People protested for their right to privacy online and against surveillance of internet traffic. Considering this it surprised me what I found on a map by stoppacta-protest.info, showing all anti-ACTA protests world-wide. While the numbers of protests is quite impressive (especially in Europe), it is even more impressive to find for every event a Facebook event page. On them you find, publicly, all people (of course including name and profile pic) who were invited and attended the protests! For example, for the event in Vienna I see every one of 48,474 people who were invited and all of the 8,606 people who attended the event. Whoever complains about police filming at protests should consider if they really want to make it even easier to track who is attending.
While of course every Facebook user can choose by him/herself if they expose themselves like this I postulate that most of them are not aware that this information is publicly available. For me this feels especially ironic for an event that tries to protect us against online surveillance.
Most prominently, according to the article, there is nothing in ACTA requiring ISPs to monitor your traffic.

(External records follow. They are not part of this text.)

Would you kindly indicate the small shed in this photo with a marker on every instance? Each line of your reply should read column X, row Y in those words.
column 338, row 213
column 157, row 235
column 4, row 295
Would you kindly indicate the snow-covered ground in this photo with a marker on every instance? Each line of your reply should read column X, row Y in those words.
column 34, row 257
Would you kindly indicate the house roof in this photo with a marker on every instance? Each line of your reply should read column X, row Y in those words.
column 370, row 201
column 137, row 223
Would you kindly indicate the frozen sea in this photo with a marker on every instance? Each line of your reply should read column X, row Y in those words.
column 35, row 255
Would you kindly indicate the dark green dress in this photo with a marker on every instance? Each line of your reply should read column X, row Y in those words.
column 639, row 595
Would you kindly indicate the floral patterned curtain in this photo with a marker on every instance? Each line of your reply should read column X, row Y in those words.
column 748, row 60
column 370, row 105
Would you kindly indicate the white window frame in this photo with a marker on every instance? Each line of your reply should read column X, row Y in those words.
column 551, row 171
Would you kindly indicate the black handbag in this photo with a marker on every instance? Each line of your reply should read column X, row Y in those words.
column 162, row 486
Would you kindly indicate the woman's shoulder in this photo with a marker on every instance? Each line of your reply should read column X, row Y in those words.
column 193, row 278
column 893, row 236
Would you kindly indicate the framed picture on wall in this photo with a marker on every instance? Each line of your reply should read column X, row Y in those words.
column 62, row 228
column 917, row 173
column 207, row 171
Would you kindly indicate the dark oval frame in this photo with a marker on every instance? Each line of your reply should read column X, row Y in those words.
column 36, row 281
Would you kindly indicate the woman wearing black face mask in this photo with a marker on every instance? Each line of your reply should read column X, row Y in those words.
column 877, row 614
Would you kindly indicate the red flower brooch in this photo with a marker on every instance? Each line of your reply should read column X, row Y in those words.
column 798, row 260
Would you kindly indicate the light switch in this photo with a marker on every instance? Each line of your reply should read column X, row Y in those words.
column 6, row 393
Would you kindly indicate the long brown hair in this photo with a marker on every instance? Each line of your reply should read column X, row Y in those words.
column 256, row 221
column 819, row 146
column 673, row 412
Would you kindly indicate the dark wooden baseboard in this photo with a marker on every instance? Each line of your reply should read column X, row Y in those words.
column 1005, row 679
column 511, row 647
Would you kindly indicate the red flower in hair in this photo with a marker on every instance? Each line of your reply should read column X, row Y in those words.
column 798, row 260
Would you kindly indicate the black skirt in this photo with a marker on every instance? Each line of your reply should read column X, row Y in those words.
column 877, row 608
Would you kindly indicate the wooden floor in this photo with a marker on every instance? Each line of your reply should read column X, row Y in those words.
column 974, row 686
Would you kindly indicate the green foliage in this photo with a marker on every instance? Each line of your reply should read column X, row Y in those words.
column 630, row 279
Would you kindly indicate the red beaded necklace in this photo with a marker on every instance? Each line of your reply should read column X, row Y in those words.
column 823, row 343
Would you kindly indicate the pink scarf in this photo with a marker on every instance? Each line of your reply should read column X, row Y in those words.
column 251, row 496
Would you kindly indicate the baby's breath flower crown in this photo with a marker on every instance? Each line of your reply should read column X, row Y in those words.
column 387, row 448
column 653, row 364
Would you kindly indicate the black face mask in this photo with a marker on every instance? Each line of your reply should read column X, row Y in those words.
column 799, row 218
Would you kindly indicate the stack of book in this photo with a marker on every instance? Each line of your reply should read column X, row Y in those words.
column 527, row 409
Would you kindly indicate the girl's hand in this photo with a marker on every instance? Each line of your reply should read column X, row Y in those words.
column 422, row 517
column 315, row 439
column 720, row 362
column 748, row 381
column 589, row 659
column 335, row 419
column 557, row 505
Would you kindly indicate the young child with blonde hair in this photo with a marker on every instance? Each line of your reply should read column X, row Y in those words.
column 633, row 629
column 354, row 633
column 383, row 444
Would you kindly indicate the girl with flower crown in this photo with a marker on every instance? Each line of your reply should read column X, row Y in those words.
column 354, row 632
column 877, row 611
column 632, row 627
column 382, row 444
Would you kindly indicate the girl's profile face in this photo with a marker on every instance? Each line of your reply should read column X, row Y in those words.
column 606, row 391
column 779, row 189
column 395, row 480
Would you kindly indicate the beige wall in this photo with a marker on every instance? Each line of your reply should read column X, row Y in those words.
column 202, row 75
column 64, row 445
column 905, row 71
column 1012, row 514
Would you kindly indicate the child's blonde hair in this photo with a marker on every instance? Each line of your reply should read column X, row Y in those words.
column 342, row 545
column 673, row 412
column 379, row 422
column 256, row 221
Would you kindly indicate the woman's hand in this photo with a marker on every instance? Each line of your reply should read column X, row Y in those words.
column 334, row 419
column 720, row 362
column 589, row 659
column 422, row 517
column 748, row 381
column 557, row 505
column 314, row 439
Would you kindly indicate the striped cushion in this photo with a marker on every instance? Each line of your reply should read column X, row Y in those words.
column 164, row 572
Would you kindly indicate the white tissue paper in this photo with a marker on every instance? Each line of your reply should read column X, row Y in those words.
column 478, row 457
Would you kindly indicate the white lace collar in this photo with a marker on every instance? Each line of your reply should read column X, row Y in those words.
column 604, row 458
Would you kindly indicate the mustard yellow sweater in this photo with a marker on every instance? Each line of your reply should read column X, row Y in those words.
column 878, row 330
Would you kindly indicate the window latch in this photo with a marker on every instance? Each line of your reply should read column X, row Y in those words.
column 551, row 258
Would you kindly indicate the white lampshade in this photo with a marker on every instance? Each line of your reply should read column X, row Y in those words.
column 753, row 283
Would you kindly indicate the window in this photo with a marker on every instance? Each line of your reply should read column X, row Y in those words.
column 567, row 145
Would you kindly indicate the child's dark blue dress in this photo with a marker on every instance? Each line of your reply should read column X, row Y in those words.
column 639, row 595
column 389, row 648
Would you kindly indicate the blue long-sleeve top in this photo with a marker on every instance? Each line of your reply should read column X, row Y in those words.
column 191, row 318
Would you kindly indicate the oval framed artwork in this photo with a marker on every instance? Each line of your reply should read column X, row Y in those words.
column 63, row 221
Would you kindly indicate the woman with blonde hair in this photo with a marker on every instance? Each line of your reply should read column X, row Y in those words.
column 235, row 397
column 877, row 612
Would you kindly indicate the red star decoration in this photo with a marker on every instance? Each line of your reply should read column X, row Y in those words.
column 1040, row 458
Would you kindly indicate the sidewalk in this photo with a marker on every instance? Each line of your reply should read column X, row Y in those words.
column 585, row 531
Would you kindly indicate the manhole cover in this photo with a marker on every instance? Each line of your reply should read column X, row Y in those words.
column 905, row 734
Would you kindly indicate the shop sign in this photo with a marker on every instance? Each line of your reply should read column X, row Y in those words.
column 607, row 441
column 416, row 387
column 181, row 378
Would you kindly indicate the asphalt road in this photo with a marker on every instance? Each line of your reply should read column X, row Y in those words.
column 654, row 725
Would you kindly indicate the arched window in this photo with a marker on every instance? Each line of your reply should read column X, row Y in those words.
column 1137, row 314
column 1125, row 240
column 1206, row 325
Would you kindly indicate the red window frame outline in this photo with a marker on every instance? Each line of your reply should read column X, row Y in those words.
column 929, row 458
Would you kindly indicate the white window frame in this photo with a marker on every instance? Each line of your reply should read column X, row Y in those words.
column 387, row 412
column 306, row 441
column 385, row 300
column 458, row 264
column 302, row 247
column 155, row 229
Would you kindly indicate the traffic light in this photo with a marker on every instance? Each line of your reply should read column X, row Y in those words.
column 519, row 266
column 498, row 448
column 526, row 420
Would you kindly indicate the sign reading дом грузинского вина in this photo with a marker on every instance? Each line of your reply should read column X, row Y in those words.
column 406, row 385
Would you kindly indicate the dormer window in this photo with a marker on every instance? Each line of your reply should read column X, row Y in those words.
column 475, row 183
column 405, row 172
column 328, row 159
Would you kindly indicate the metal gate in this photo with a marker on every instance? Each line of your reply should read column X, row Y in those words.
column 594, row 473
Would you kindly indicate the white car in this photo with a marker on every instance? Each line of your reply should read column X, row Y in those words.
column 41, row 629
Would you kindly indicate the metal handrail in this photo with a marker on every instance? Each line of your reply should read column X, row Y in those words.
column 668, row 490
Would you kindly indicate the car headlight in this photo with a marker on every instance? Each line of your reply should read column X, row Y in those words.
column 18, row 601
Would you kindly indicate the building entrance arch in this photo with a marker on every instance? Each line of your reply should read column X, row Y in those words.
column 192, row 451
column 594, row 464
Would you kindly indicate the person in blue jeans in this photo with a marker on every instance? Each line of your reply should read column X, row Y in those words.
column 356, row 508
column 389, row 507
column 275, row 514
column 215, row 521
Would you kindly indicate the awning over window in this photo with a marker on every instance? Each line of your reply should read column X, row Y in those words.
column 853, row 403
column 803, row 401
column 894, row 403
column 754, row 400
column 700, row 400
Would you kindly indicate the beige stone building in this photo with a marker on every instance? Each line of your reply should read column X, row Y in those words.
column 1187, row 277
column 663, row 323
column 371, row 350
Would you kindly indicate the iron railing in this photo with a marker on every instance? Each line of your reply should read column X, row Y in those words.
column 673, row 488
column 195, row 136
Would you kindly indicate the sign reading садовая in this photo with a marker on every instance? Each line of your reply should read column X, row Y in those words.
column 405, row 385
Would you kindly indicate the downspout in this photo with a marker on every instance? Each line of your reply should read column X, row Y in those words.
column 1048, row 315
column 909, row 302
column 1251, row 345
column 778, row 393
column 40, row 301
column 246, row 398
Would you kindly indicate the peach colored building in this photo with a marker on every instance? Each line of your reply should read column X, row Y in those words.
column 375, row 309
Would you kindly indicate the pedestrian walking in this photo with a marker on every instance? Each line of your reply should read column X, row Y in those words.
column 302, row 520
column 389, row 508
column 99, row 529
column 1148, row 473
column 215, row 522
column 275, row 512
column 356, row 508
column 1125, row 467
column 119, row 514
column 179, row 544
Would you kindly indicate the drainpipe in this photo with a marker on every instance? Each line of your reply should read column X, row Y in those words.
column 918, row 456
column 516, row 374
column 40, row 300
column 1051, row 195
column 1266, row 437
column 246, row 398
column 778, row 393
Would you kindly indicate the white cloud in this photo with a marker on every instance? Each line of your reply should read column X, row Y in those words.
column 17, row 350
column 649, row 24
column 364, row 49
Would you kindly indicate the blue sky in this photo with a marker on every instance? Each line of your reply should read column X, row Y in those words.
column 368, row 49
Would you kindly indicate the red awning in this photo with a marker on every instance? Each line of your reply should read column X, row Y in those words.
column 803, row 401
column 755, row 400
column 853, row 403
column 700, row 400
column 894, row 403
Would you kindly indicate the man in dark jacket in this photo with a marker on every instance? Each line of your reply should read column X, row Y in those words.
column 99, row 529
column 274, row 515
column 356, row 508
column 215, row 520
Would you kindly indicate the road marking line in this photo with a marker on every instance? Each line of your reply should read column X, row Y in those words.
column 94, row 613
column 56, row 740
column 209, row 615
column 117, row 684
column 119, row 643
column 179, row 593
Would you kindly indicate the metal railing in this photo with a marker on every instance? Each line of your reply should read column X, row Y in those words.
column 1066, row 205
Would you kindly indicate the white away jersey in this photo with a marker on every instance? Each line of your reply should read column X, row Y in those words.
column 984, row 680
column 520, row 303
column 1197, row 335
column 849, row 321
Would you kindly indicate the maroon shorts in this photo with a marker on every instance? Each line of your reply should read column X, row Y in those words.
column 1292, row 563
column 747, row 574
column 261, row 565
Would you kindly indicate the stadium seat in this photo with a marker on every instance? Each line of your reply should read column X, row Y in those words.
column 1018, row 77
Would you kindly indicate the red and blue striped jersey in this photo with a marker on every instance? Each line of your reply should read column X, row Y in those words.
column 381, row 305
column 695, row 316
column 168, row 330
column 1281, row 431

Compare the article to the anti-ACTA video by Anonymous to get the whole picture. Still, the article does not state that ACTA is a good treaty. It should just be opposed for the right reasons.
This is a good example why we should not believe every outrageous statement we hear on why we soon live in an Orwell-esque world but rather inform us from different sources ourselves. Only when we know all the facts we can take measures to create a world we want to live in.
Having said that, go read ACTA in its final version and get your own opinion.